In this tutorial we will run GHIST on an H&E image to generate single-cell spatial expression predictions. This requires a saved model checkpoint. We will use a small demo dataset. This is a subset of 10x Genomics (Breast Cancer In Situ Sample 2): https://www.10xgenomics.com/products/xenium-in-situ/preview-dataset-human-breast. This demo is expected to be completed within a few minutes.
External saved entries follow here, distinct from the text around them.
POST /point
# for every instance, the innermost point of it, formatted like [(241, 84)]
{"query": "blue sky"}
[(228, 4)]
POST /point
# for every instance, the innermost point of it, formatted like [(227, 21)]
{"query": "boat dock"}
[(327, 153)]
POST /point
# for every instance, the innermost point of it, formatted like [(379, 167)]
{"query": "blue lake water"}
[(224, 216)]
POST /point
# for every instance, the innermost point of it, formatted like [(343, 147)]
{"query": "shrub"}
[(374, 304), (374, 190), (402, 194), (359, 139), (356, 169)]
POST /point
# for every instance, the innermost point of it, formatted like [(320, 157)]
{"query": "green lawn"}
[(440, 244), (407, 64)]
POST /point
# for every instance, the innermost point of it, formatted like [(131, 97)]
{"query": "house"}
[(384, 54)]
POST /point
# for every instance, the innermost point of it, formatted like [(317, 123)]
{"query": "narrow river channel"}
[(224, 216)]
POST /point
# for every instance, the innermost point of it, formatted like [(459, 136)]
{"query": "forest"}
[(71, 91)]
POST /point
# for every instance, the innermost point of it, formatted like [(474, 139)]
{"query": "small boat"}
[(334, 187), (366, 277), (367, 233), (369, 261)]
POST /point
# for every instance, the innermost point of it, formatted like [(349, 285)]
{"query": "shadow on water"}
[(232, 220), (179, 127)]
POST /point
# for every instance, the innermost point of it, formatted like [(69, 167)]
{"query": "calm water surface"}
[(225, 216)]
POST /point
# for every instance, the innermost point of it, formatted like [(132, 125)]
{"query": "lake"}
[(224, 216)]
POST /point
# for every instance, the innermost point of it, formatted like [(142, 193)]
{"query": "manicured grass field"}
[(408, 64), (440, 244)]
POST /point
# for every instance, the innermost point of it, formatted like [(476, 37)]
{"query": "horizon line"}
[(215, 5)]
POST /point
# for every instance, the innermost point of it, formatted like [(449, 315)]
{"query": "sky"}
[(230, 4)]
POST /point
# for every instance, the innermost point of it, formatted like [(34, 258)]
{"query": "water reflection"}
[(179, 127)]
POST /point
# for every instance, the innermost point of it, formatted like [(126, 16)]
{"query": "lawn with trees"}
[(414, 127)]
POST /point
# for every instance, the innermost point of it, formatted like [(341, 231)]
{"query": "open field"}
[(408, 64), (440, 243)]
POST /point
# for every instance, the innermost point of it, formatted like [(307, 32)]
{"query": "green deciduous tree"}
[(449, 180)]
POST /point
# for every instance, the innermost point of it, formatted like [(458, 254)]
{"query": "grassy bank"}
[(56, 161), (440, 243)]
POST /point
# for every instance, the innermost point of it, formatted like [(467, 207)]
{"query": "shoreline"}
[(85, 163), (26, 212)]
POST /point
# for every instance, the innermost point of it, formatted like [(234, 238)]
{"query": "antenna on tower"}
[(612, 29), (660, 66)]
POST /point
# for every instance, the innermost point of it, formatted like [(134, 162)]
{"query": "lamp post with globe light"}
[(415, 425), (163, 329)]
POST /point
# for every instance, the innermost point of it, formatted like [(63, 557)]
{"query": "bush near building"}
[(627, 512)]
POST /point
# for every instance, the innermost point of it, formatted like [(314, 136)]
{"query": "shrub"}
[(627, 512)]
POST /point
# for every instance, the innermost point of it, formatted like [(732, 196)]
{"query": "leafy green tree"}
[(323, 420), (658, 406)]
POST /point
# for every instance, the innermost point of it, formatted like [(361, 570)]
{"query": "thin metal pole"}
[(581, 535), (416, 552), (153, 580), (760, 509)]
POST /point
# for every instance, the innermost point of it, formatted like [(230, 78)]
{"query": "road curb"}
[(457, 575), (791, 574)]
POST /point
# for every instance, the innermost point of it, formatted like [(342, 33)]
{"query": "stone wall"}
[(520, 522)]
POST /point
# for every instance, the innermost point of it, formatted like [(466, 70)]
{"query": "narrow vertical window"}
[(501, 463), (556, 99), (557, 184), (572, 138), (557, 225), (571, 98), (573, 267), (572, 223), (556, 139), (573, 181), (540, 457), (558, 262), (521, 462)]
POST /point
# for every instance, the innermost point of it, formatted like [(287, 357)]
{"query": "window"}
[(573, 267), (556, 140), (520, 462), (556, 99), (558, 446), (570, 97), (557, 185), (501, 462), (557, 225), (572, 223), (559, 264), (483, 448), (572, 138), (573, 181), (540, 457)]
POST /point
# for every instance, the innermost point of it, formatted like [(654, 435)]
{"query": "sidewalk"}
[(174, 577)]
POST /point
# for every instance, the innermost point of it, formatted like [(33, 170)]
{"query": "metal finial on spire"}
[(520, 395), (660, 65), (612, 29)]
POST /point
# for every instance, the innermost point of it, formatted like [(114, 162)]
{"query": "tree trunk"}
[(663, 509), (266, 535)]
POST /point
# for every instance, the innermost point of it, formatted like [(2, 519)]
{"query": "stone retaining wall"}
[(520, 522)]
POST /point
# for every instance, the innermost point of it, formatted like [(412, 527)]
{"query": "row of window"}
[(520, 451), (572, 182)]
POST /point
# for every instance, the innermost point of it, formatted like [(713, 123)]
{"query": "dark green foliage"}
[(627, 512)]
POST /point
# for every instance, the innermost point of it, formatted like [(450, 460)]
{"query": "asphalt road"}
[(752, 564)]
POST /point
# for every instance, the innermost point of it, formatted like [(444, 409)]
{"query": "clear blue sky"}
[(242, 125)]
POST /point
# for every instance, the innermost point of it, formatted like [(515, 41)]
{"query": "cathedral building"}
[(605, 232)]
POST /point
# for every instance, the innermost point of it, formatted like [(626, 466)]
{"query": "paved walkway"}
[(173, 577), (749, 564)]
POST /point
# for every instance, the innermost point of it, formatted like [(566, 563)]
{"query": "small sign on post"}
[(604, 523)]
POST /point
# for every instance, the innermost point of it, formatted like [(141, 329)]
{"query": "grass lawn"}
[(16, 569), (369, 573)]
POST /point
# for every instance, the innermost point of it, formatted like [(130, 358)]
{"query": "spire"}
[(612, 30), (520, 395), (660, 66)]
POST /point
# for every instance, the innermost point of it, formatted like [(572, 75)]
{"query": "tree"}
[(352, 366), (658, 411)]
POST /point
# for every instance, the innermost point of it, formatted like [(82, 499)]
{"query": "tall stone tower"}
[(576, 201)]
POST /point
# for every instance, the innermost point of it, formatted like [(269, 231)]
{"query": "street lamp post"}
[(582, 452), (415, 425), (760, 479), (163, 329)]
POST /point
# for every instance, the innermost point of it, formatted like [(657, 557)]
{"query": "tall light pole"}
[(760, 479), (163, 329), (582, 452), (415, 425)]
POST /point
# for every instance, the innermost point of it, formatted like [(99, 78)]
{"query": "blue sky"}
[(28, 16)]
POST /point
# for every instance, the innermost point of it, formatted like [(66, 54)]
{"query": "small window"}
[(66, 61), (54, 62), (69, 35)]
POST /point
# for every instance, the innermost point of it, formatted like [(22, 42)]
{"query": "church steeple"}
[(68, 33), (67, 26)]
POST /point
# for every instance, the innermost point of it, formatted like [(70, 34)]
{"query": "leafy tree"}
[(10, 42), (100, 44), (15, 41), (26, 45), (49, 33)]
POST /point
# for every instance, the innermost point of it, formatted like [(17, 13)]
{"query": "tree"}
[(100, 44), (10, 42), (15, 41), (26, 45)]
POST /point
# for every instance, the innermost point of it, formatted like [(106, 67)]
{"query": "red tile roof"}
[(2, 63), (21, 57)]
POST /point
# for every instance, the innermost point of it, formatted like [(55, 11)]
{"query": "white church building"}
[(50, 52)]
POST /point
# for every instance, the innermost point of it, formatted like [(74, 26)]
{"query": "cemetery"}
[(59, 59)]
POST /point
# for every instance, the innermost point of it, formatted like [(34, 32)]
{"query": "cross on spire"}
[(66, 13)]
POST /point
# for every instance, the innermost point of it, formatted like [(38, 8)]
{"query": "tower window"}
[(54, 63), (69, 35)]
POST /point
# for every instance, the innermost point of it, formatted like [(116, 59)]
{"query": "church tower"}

## Download demo checkpoint

A previously saved checkpoint is provided for this demo. This downloads to `experiments/demo`:

In [2]:
os.chdir("../")

In [3]:
!gdown --folder https://drive.google.com/drive/folders/1ecTOXmSeQU9v8aKYniQQab2QqkOlIl8u?usp=drive_link

Retrieving folder contents
Retrieving folder 1HQW5oRYRf4yvFlR5ojdDaxSb0t0W2Ota demo
Retrieving folder 1PkhNZhzXQNEAHT59lgOC7qLIcchXR7cU models
Processing file 1t0eGI_QrZ2NOpauU0UiUwXJh3BzZ6B-o model.pth
Processing file 1AHi1Y5Z-4R8usQY9hb2tVlKjj4ddNJjo optim.pth
Processing file 1PmF6AqYKIre1tFJskDXPi2BkIIBV2-Yq genes.txt
Processing file 1rdqNu0fZCsXbi-PkwKspVQ24f3LrYiTo standardisation_hist_demo_predict.npy
Retrieving folder contents completed
Building directory structure
Building directory structure completed
Downloading...
From (original): https://drive.google.com/uc?id=1t0eGI_QrZ2NOpauU0UiUwXJh3BzZ6B-o
From (redirected): https://drive.google.com/uc?id=1t0eGI_QrZ2NOpauU0UiUwXJh3BzZ6B-o&confirm=t&uuid=08e54649-6996-4cf4-86a3-8c1aa975db23
To: /dskh/nobackup/helenf/project_GHIST/_GITHUB_restructure_branch/experiments/demo/models/model.pth
100%|████████████████████████████████████████| 117M/117M [00:05<00:00, 23.2MB/s]
Downloading...
From (original): https://drive.google.com/uc?id=1AHi1Y

## Config file

Parameters are defined in a config file (``./configs/config_demo.json`` for this demo). Important parameters include:

- ``comps``: these need to be consistent with the settings used during training. For the demo checkpoint, all components were used.
- ``cell_types``: also need to be consistent with the settings used during training.
- ``data_sources_predict``: locations of data for prediction. For your own data ensure to update`fp_hist` and `fp_nuc_seg`.
- ``regions_predict.divisions``: By default, the whole image will be used for prediction.
- ``experiment_dirs.load_dir``: The experiment ID to load the checkpoint from (``demo`` for this demo, or set to ``latest`` to use the latest experiment by timestamp)

## Get predictions

```sh
python inference.py --config_file configs/FILENAME.json --epoch EPOCH --mode predict --fold_id FOLD --gpu_id GPU_NUM
```

- ``--config_file`` path to config file
- ``--epoch`` specifies which epoch to use, e.g., ``10`` to use the model from epoch 10, or use `last` for the most recent, or `all` for all epochs
- ``--fold_id`` specifies the cross-validation fold (1, 2, 3...) the model was trained from
- ``--gpu_id`` which GPU to use (0, 1, 2...)

In [4]:
!python inference.py --config_file configs/config_demo.json --epoch last --mode predict --fold_id 1 --gpu_id 0

Using GPUs: 0
['B', 'Myeloid', 'Endothelial', 'Fibroblast', 'Macrophage', 'Malignant', 'Epithelial', 'Plasma', 'T']
Num cell types 9
280 genes
Avgexp shape  (63, 280)
Histology image (5120, 5120, 3), Nuclei (5120, 5120)
9517 cells
Patches min/max coords 0 5120
Getting valid patches
100%|████████████████████████████████████████| 529/529 [00:00<00:00, 752.08it/s]
Standardisation
Predict using experiments/demo/models/model.pth
100%|███████████████████████████████████████████| 67/67 [00:20<00:00,  3.34it/s]
Saved predicted expressions of 9517 cells to experiments/demo/predict_output//epoch_demo_predict_expr.csv


## Outputs

The predictions were saved to ``experiments/demo/predict_output/``, and the csv files contain the predicted gene expressions for each cell, where the index is the cell ID that corresponds to the IDs from the nuclei segmentation image, and the columns are the genes. An example is provided as ``example_output.csv`` to show the format.